Wenjie Lan is a Master of Science student in Statistics at Duke University. She holds a Bachelor of Science degree in Financial Technology from the Southwestern University of Finance and Economics. Wenjie’s academic and research interests includes data privacy, probabilistic Machine Learning, and bayesian Statistics.
Check my online CV for the most recent update: https://www.overleaf.com/read/whhvmfkhzccj#33418f
During her master’s studies, Wenjie’s research focuses on differential privacy, probabilistic machine learning, and Bayesian statistics. Her summer 2025 research on differential privacy computation for the Gini Index is under the supervision of Prof. Jerome Reiter. Her ongoing 2025–2026 project examines the Hierarchical Conditional Diffusion model, under the guidance of Prof. Jerome Reiter and Prof. David Dunson.

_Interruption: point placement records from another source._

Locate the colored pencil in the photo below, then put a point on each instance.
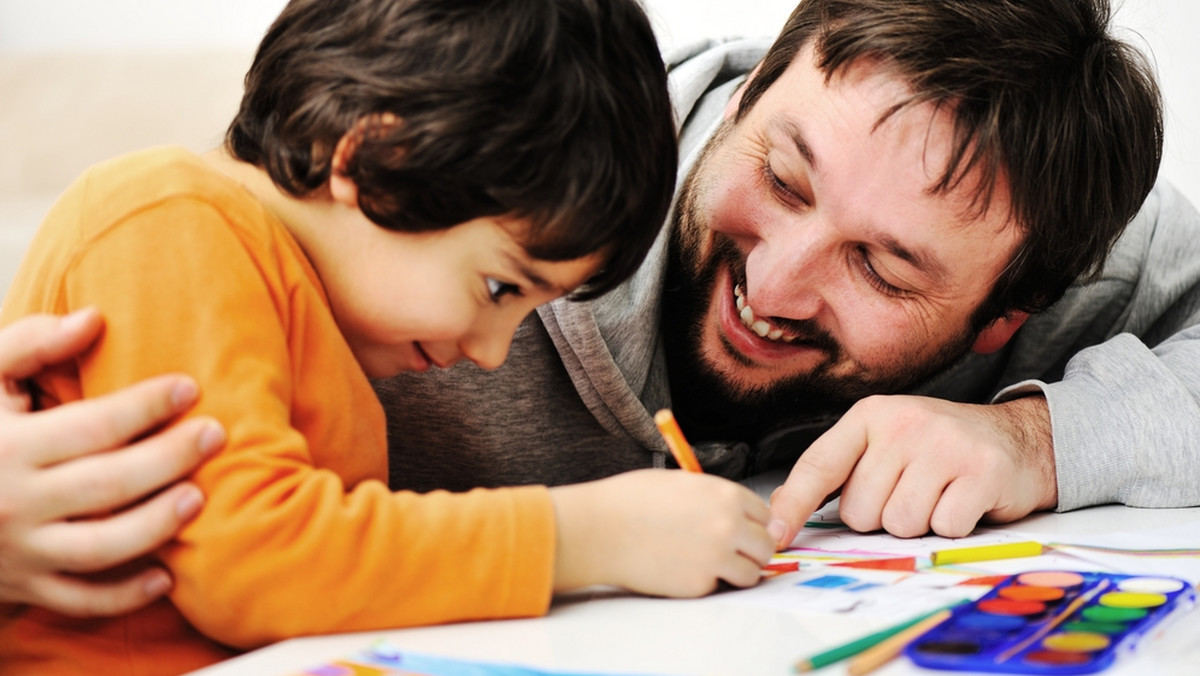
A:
(987, 552)
(851, 648)
(880, 654)
(679, 447)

During her undergraduate studies, Wenjie explored two main research tracks: (1) machine learning for risk assessment and prediction (credit risk prediction in ML competitions, 2022–2023; financial distress prediction using GCN+LSTM, summer 2022; systemic risk measurement using CoES, independent study 2023) and (2) applied methods for internship and project problems (bank position management optimization, internship project/patent 2023; high-frequency factor construction via signal processing, internship project 2024; privacy-preserving finance via federated learning, research assistant 2024).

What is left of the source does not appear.